Syukuran Pengukuhan Guru Besar Uskup Labuan Bajo Diisi dengan Launching Buku
Oleh RD. Frans Nala (Sekjen KLB) dan Wall Abulat (Kontributor Jakarta. Indobesiaraya.co.id Flores)
Sementara itu, buku Paus Leo XIV: Menyambung Warisan, Menjawab Tantangan Zaman menghadirkan refleksi tentang Gereja yang terus berjalan bersama sejarah. Di tengah dunia yang bergerak cepat, penuh ketidakpastian, krisis moral, dan ledakan teknologi, buku ini menampilkan sosok Paus Leo XIV sebagai gembala yang dengan bijaksana berusaha menjembatani tradisi dan pembaruan. Dari isu kecerdasan buatan, etika digital, hingga dialog antaragama dan tata kelola Gereja, kita melihat sebuah harapan bahwa Gereja tetap dapat menjadi cahaya iman, kompas moral, dan rumah bagi kemanusiaan modern. Buku ini bukan hanya membaca arah zaman, tetapi juga menyalakan api harapan di tengah kegalauan dan kegelisahan dunia.
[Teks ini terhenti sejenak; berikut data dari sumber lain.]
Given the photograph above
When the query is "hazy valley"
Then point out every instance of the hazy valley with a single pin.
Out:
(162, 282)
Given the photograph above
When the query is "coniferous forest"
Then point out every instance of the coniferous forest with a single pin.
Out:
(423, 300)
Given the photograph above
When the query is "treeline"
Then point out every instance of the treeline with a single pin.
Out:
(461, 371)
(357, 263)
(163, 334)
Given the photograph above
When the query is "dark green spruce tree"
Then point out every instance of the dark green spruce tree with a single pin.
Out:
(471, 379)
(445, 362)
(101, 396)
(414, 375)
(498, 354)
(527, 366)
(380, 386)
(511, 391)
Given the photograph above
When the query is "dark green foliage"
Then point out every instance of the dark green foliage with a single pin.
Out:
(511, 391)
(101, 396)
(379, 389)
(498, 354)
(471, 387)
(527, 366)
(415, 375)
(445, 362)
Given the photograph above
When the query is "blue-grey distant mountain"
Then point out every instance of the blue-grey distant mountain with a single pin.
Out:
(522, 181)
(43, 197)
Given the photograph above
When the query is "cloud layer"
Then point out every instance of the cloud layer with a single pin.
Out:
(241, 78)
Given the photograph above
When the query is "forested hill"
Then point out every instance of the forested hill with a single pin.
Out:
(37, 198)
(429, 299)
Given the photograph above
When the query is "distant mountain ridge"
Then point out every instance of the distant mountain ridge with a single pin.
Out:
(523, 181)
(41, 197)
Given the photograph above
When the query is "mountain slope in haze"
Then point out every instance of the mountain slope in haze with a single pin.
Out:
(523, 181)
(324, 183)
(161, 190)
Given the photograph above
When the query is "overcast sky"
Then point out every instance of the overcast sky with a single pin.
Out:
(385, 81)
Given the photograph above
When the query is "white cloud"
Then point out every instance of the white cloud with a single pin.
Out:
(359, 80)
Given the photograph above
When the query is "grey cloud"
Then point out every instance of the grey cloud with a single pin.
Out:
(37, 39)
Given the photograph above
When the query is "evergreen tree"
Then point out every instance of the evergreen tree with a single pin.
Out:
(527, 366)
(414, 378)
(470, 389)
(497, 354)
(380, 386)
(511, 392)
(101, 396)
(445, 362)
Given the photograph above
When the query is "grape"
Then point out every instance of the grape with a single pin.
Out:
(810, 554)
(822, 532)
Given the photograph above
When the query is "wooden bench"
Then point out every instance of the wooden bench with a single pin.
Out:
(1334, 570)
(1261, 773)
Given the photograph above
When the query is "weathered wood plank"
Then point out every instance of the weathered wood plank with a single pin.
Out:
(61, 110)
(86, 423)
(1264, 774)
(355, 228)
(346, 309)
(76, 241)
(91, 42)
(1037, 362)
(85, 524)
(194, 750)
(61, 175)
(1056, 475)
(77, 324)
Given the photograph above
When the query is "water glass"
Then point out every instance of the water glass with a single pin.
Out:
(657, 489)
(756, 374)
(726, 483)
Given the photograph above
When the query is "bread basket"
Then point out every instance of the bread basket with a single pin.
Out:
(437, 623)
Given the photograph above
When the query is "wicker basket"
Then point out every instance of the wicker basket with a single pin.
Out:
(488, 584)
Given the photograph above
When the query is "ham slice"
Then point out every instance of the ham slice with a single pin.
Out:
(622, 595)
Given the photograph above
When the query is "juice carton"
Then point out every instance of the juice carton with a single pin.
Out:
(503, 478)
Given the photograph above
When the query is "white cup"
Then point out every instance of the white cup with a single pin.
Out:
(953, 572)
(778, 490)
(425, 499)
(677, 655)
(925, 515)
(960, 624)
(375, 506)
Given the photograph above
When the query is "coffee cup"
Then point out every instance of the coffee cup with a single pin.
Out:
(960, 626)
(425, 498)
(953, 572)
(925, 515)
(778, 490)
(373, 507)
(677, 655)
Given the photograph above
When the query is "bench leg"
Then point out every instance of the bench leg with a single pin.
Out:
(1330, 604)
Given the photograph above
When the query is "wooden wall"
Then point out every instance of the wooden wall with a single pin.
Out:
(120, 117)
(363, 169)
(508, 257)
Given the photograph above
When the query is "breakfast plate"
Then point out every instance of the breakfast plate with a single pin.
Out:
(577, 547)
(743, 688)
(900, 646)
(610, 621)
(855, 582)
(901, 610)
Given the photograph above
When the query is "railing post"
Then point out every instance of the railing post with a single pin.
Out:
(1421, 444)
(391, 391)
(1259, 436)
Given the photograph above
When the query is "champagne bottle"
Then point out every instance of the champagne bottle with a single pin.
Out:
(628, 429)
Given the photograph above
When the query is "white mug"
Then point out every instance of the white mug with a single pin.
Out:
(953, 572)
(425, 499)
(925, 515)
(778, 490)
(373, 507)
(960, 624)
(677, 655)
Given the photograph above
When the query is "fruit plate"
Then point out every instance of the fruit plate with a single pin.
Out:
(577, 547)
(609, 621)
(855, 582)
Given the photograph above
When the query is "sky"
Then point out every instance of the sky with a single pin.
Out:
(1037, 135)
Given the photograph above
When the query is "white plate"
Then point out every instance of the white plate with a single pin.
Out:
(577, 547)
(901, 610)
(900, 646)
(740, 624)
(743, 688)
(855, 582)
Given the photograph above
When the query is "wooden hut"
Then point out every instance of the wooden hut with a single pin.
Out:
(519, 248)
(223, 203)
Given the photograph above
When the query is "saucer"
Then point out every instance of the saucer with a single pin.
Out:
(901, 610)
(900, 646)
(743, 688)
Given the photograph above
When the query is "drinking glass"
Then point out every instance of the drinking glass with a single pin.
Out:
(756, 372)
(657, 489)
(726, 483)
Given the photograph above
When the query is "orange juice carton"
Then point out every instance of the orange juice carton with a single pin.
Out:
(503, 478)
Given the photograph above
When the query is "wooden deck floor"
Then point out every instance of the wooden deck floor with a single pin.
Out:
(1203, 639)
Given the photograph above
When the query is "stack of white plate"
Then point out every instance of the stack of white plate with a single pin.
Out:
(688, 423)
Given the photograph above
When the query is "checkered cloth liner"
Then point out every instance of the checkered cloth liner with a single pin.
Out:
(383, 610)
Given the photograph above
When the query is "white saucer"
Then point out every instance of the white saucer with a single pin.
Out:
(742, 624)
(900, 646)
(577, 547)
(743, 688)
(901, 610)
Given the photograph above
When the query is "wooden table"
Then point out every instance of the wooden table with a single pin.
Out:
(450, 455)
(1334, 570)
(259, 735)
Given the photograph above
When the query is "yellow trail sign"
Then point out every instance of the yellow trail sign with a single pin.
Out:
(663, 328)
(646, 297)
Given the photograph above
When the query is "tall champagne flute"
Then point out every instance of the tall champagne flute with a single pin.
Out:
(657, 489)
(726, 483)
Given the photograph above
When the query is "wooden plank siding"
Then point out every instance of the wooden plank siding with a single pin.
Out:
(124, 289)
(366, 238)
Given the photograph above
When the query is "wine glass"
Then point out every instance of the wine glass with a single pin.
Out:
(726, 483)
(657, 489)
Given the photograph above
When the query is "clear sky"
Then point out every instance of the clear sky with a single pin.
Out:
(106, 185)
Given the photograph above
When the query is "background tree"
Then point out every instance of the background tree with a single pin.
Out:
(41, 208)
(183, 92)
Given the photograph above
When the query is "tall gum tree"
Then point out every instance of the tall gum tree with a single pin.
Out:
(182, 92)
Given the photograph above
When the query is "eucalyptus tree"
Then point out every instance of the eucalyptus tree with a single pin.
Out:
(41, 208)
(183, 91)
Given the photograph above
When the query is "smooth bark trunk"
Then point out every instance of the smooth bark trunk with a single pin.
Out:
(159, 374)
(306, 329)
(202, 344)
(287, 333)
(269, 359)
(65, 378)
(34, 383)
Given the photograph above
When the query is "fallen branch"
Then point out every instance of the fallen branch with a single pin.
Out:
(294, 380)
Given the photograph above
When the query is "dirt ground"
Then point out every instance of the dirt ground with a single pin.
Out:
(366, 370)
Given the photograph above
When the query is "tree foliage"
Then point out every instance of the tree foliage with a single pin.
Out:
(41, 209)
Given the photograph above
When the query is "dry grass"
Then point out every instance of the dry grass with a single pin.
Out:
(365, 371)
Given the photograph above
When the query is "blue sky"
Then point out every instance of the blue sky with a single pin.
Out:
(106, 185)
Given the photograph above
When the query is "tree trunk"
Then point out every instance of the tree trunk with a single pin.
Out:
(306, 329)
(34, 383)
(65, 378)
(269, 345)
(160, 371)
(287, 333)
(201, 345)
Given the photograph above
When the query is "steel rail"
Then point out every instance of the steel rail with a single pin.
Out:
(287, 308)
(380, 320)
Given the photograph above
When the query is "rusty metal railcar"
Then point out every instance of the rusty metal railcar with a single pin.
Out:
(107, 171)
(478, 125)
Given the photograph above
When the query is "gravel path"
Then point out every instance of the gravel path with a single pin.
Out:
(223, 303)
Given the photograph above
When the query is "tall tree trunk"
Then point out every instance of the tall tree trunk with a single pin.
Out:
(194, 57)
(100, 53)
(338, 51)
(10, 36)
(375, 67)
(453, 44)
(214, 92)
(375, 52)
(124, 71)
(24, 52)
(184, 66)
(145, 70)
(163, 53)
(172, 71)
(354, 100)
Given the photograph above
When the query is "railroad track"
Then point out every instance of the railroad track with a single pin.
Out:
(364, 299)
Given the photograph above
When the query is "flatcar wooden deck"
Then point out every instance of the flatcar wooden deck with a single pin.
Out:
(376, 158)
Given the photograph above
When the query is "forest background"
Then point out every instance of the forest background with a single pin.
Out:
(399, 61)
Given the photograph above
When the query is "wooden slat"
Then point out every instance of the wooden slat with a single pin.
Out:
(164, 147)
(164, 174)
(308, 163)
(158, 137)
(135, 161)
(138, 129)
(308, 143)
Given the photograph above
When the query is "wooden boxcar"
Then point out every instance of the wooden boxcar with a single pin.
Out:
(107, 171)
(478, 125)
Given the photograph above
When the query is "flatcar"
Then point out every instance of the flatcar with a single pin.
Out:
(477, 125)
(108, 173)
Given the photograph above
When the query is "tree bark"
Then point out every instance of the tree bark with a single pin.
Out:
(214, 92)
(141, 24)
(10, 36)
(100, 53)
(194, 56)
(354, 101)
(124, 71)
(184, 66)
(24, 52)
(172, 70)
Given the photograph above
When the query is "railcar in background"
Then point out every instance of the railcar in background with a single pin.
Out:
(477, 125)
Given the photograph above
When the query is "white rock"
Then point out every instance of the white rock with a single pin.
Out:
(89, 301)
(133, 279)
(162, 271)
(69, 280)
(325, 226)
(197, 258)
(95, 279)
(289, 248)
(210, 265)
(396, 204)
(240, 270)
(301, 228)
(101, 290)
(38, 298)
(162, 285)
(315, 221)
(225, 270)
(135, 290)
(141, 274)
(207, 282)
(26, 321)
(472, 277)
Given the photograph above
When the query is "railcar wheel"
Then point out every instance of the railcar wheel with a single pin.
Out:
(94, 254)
Kedua karya ini memperlihatkan wajah seorang gembala yang tidak hanya tekun membaca buku di balik biliknya, tetapi juga tekun membaca tanda-tanda zaman. Seorang intelektual yang tidak membangun menara gading untuk menjauh dari dunia, melainkan membuka jendela agar Gereja dapat terus berdialog dengan realitas manusia. Dalam diri Mgr. Prof. Dr. Maksimus Regus, ilmu pengetahuan tidak kehilangan hati, dan iman tidak kehilangan keberanian untuk berpikir.